Acreditada la existencia de lesiones, debe entenderse que la víctima debió incurrir en gastos médicos, farmacia y traslados, criterio que se mantiene aún habiendo sido tratada en instituciones públicas gratuitas, así como la no exigencia de presentación de acreditaciones por tales erogaciones.
Sentado ello y atento la índole de la lesión padecida por la actora como consecuencia del presente evento, propongo confirmar las sumas fijadas en tales conceptos, lo cual dejo propuesto al Acuerdo.
En base a estas consideraciones:
-VOTO POR LA AFIRMATIVA-
A la misma primera cuestión, el Dr. Carlos Ricardo Igoldi, por consideraciones análogas, TAMBIEN VOTA POR LA AFIRMATIVA.

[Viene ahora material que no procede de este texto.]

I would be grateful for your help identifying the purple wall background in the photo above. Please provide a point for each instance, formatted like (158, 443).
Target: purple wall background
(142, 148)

A la segunda cuestión, el Dr. Javier Alejandro Rodiño dice:
Visto el acuerdo logrado al tratar la cuestión que antecede, corresponde confirmar la sentencia apelada, con costas de Alzada a la demandada quien continúa perdidosa (art.68 del C.P.C.C). Los honorarios profesionales se regularán en su oportunidad (Ley 8904).
-ASI LO VOTO-
A la misma segunda cuestión, el Dr. Carlos Ricardo Igoldi, por compartir fundamentos, VOTA EN IGUAL SENTIDO.
Con lo que terminó el Acuerdo dictándose la siguiente
-SENTENCIA-
En el Acuerdo quedó establecido que la sentencia apelada es íntegramente justa por lo cual debe confirmarse, con costas de Alzada a cargo de la demandada (art.68 del C.P.C.C).
POR ELLO, CONSIDERACIONES del Acuerdo que antecede y CITAS LEGALES, confírmase la sentencia apelada con costas de Alzada a la demandada quien continúa perdidosa (art.68 del C.P.C.C). Los honorarios profesionales se regularán en su oportunidad (Ley 8904).
Regístrese. Notifíquese y, consentida o ejecutoriada, devuélvase a la instancia de origen.